Nelson Peltz, the corporate agitator, is opting for the close shave at Procter & Gamble.
Mr. Peltz’s Trian Partners, which owns a $3.3 billion stake, is taking a more surgical approach to the $223 billion company — whose brands include razors and detergent — than it did with its last proxy fight at DuPont, lobbying for a single board seat. Trian is also dangling niceties like promising to support management and not calling for a breakup.
Given Procter & Gamble’s many challenges, shareholders would be silly to pass on his assistance.
The company, which is based in Cincinnati and whose brands include Gillette, Tide and Pampers, is struggling to navigate changing consumer habits. Upstarts like the Dollar Shave Club have cut into its market share of products with easy online purchasing and delivery and original marketing.

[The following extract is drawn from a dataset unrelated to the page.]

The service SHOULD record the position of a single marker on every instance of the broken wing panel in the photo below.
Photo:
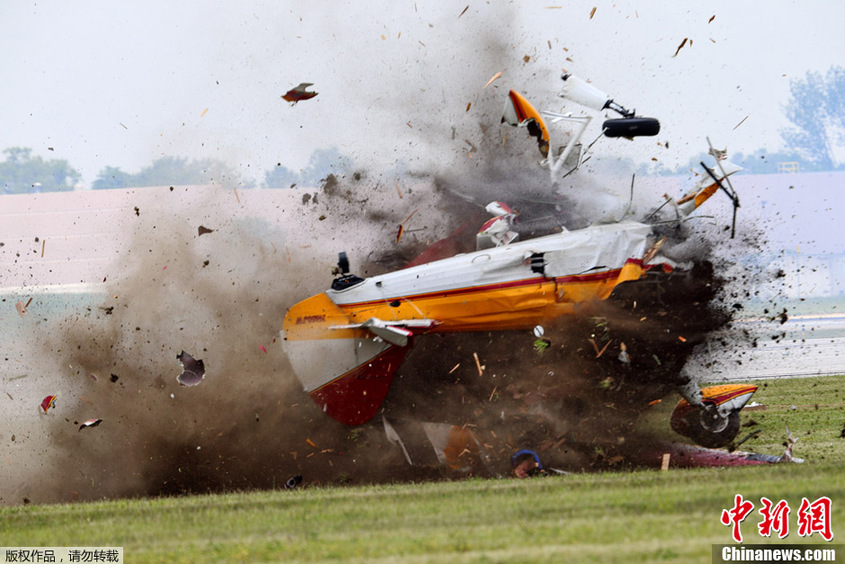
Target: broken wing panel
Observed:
(519, 112)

P.&G. is increasing its online presence and has fought back with price cuts, but its stock price has lagged competitors’ and the Standard & Poor’s 500 index in the last year, and — as Mr. Peltz points out — over the last decade.
Procter & Gamble’s revenue in the fiscal third quarter declined. David Taylor, the longtime employee who became chief executive two years ago, drummed up some new costs to cut, but analysts appear underwhelmed by the company’s focus on “irresistibly superior” products. Trian said it was concerned that $13 billion of identified cost savings would not materialize given an “overly complex organizational structure and a slow-moving and insular culture.”
While those may sound like fighting words, Mr. Peltz’s push comes with a smiley emoticon. Trian is not seeking a breakup, or to push out Mr. Taylor, or even to cut research and marketing expenses. Mr. Peltz’s first move as director would be to reinstate the board member he displaced.
It is a notable contrast with Trian’s approach at DuPont, where it sought four board seats and urged for a separation of businesses. Trian got no seats, but the chief executive was out five months later, and DuPont announced a merger with Dow Chemical that would lead to a breakup.
Procter & Gamble’s board may still be smarting from its last nick with activism. In 2013, the hedge fund boss William Ackman persuaded Procter & Gamble to remove its chief executive and bring back its former boss A. G. Lafley. Mr. Ackman then sold his shares. Yet, the company’s share price has increased less than 10 percent over the last four years — the stock market equivalent of five o’ clock shadow.
Mr. Peltz may not have all the answers to Procter & Gamble’s troubles, but a fresh look on the board is warranted.